Transformation

The word transformation came into vogue as a personal and social phenomenon in the 1970s principally through the success and notoriety of Werner Erhard, a friend I have admired and worked with for a decade. His est training touched the lives of hundreds of thousands of people and generated numerous books and a couple of films. The ‘training’ was a four-day intensive immersion into a smorgasbord of experiential exercises and intense lectures punctuated with engaging ‘coaching’ conversations with participants. The whole thing was great theater as 150 or so people confronted their ‘story’ and self-imposed limitations. By the end of the program, there was a powerful ‘transformation’ in the way most people observed and experienced their lives. It was authentic, for most was lasting, and made a genuine difference in the lives of a lot us in those days. What happened to the training and to Werner is another story, but its and his legacy live in what can now be asserted as a fact — at every moment, every human being has the possibility of transforming their life and how they relate to their circumstances.

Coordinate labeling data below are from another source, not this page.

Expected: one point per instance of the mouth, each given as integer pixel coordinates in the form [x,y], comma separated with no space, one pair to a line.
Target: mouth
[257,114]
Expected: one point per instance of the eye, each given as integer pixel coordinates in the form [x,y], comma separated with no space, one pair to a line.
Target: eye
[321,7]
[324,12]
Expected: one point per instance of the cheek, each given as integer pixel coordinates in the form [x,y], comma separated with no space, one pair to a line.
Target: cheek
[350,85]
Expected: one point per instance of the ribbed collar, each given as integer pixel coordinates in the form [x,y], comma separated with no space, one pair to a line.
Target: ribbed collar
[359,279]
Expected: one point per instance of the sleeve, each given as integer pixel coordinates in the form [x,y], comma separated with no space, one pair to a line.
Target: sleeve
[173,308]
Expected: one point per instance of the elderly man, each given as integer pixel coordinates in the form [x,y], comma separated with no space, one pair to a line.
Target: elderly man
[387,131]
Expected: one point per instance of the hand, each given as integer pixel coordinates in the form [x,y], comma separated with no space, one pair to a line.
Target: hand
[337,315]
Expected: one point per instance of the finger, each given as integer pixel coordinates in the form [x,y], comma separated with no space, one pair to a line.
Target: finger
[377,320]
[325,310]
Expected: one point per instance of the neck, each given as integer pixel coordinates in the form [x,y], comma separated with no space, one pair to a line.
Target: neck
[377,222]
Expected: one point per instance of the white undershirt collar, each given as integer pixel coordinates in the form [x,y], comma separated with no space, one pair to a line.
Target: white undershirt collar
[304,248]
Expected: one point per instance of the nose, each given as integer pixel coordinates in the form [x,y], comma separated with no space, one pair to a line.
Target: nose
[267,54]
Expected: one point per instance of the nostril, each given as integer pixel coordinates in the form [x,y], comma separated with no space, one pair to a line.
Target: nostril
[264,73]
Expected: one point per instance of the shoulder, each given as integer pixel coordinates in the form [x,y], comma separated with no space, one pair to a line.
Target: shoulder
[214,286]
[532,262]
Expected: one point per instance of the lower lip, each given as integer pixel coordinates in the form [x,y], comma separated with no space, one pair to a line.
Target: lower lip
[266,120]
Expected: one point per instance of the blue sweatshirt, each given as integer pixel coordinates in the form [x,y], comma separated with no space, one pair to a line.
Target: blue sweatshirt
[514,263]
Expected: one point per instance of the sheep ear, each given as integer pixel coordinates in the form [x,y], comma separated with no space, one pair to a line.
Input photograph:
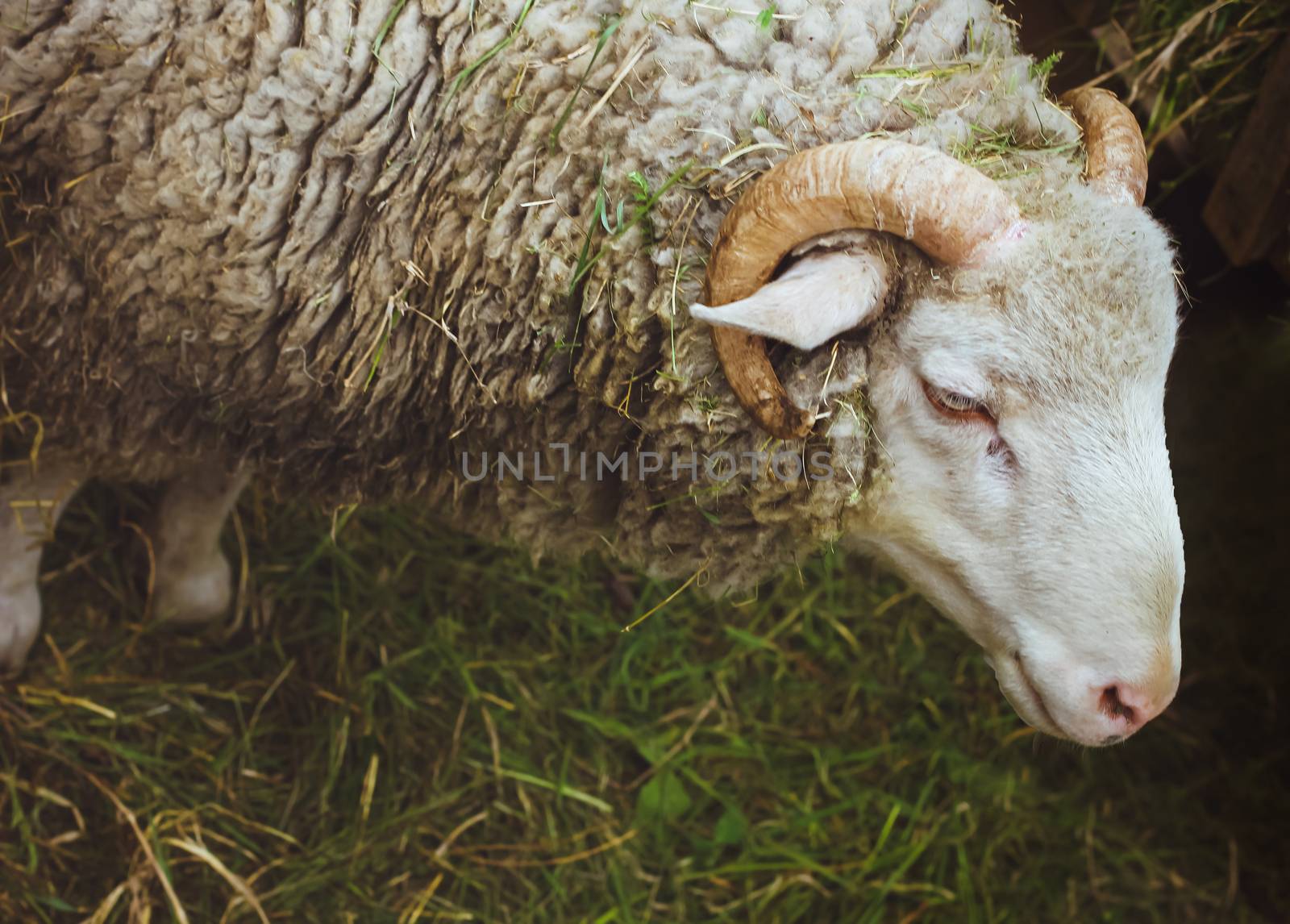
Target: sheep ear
[819,297]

It has been almost 20 years since I have seen Werner or spent any time with people associated with his organization. We’ve grown apart, though with fond memories. As I have undertaken this project to begin blogging and talking about growing older as a possibility, I am reminded often of how vigorously people in the training would argue against the whole idea of transformation. “What-you-say-cannot-be-true-because-if-it-is then-everything-I-have-been-doing-and-what-I-believe-must-be-wrong!” The leader would explain that was not necessarily the case, since transformation is simply a different context, a different relationship with our circumstances. He or she would explain that when we ‘adopt’ a new paradigm, we don’t negate or invalidate the old one any more than Einstein negated or invalidated Newton. It is just another way to look at the world. Which worldview you choose is a function of what you want and what you are committed to creating.

I am reflecting on all this because I am hearing a lot of people arguing with the possibility that growing older can be positive to the very end. They keep telling me to be realistic and give me all sorts of examples to prove the best years are behind us. The ‘stars’ of growing older—the Jack LaLanne’s or George Burns’ or Maggie Smith’s of the world—are put up as exceptions that prove the rule.

What I am seeing is that we need to bring back the idea that we have a choice. We can age as a continuation and extension of the same mindset and ‘way of being’ that served us for a long time (including the common sense ideas of our prevailing culture about aging). Or we can undertake to transform our experience of living for the rest of our lives — we can reinvent ourselves and approach the future in an entirely different context than we normally would have available.

The official ‘purpose’ of the est training was “to transform our experience of living so that the problems and situations we have been trying to change or have been putting up with clear up just in the process of life itself.” It worked for most people. What if that were the purpose of retirement and making the transition into the last half or last third of life?

Now that would be something to look forward to.